Como o ECO escreveu esta semana, os socialistas começam assim agora a estudar que mais alterações irão propor às medidas introduzidas no Orçamento do Estado pelo Governo, designadamente em matérias relacionadas com o SNS, a Segurança Social, isenções em IRS e Taxa Social Única (TSU) nos prémios de produtividade ou as contribuições para fundos privados de pensões.
A inspiração poderá vir do programa eleitoral ou resultar da afinação de algumas das medidas propostas pelo Executivo. Na área da saúde, o PS propunha nas legislativas, por exemplo, “definir e atribuir incentivos especiais aos profissionais que trabalhem em territórios menos atrativos, através de apoios ao alojamento e às famílias, assegurando o seu desenvolvimento profissional e o acesso à telemedicina e a pertença a equipas multidisciplinares”.
No caso da habitação, os socialistas tinham a proposta de “rever a fórmula de cálculo para atualização de rendas, incluindo a evolução dos salários nos critérios de atualização em anos com inflação superior a 2%“. Recorde-se que o PS já fez aprovar no Parlamento, à revelia do Governo, uma outra proposta eleitoral nesta matéria: o aumento da dedução das despesas com rendas no IRS para um valor máximo de 800 euros em 2028, com um aumento gradual ao longo deste período.
Do lado do Governo vão-se fazendo contas, até porque o passado recente – caso da atualização do IRS este ano e do fim das portagens nas antigas SCUT – mostra que, mesmo contra a vontade do Governo, basta que o Chega viabilize as propostas socialistas para que estas vejam a ‘luz do dia’. Por isso, as mensagens vão começando a ecoar.
Esta sexta-feira o líder parlamentar do PSD, Hugo Soares, manifestou-se “absolutamente convencido” de que a responsabilidade demonstrada pelo PS ao viabilizar o Orçamento “vai ficar patente” na discussão do documento na especialidade.

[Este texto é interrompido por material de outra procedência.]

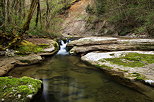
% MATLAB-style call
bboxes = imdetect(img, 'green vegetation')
[105,53,154,67]
[17,40,49,54]
[95,64,113,69]
[130,73,145,80]
[0,77,42,102]
[0,0,77,49]
[87,0,154,37]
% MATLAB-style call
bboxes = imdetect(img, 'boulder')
[0,77,42,102]
[81,51,154,99]
[81,51,154,86]
[67,37,154,54]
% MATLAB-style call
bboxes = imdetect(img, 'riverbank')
[67,37,154,97]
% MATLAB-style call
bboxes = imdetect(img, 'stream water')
[9,42,153,102]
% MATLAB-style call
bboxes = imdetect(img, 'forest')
[0,0,154,102]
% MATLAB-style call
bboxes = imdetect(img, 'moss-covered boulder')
[17,38,59,55]
[0,77,42,102]
[82,51,154,86]
[81,51,154,97]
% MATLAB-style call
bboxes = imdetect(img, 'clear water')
[9,55,153,102]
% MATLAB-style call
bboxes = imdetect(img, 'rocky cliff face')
[61,0,115,37]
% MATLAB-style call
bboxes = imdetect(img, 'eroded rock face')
[81,51,154,86]
[67,37,154,54]
[0,38,59,76]
[81,51,154,98]
[0,77,42,102]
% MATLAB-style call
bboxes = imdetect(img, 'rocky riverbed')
[67,37,154,95]
[0,38,59,102]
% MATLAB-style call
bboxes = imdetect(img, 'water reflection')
[9,55,153,102]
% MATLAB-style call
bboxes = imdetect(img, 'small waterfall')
[57,40,70,55]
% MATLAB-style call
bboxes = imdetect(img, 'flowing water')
[9,42,153,102]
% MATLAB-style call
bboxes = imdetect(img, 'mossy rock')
[105,53,154,67]
[17,40,49,54]
[0,77,42,102]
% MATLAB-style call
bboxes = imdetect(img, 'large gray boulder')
[67,37,154,54]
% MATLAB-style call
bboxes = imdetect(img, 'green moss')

“Estou perfeitamente tranquilo quanto ao trabalho na especialidade e estou absolutamente convencido de que a responsabilidade que o Partido Socialista ontem demonstrou vai ficar também patente na discussão na especialidade”, considerou Hugo Soares, em declarações aos jornalistas, no Parlamento, citado pela Lusa.
O debate e votação do OE2025 estão marcados para dia 30 e 31 de outubro, mas antes o ministro das Finanças, Joaquim Miranda Sarmento, e a ministra do Trabalho, Solidariedade e Segurança Social, Maria da Palma Ramalho, irão ao Parlamento defender a proposta. A votação final global terá lugar a 29 de novembro.